そして……そして、俺の命より大事な生徒達……」
「調子に乗るなよ!人間がぁ!!」
腕に反動を起しながら、ぬ~べ~は絶鬼の腹を殴った。
「凄い!絶鬼の力を超えてるわ!!」
「頑張れぬ~べ~!!」
「一気に鬼門に落としちゃえ!」
(な……なんだこの力……鬼の力とは違う……それ以上の力だ!一体)
殴っていたぬ~べ~は手を止め、握った拳を見た。拳の背後に雪女や玉藻、いずな、そして自身の生徒達が映った。
(俺は……皆が好きだ。この町で暮らす皆が。
それを傷付けるものを、俺は許さない。たとえ、俺の体が朽ち果てようと…心が砕けようと俺は!)
自分を睨むぬ~べ~の目に、絶鬼はいつしか恐怖を感じていた。
(こ、これは……何人もの人間への驚くほど強い思いだ……絆だ……
それを傷付けられた怒り……お、恐ろしい。これほどの力を生むとは……僕は触れていけないものに触れたのか?!)
『人は何か大事なものを守る時、真の力を見せるもの……人間を甘く見ていますとあなたは負けます』
同じ声が、絶鬼の耳に響いた。絶鬼は目を見開いて、目の前にいるぬ~べ~を見た。
「地獄へ還れ!!」
鬼門へ絶鬼を、ぬ~べ~は突き落とした。
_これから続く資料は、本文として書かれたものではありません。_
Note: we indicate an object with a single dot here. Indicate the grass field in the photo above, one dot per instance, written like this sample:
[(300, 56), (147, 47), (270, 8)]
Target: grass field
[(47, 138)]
彼は目から涙を流しながら、怯えた声で叫んだ。
「これが、人間の力……怖い…怖いよぉぉ!!」
悲鳴を上げながら、絶鬼は地獄へ還って行った。彼を返したおかげかぬ~べ~の体は、元の人間の姿へとなった。
「勝った……か。
余りに多くを……失った」
ぬ~べ~は力尽き、意識を失いそのまま倒れてしまった。
「……べ~!」
暗い闇の中……ぬ~べ~の耳に聞こえてきた微かな声。
「ぬ~べ~!」
その声は次第に大きくなり、意識を戻したぬ~べ~はゆっくりと目を覚ました。そこにいたのは、怪我が治った玉藻達だった。
「お、お前達!け、怪我はどうしたんだ?!」
「丙さんと雛菊さん、それに駆け付けてくれた楓さんが治してくれたのよ!」
郷子達が指さす方には、焔達を治す丙達がおり、その傍には怪我が治った焔達を抱き締める麗華と龍二がいた。
「よ、よかった!」
「鵺野、これで貸は返したからね!」
それだけを言うと、麗華と龍二は怪我が治った焔と渚に乗り、その場から立ち去った。牛鬼達も二人を見送ると、手を振りそのままどこかへと行き、楓達も麗華と龍二の後を追い帰って行った。
麗華達に釣られ、玉藻も帰って行った。
彼等を見送ったぬ~べ~は、安堵の息を吐いた。そんな彼に雪女は嬉しそうに抱き着いた。
「さぁ!皆で帰りましょう!」
「そうだな!帰るか!
(皆、ありがとう)」
ぬ~べ~は笑顔を向けながらそう思い、郷子達と帰って行った。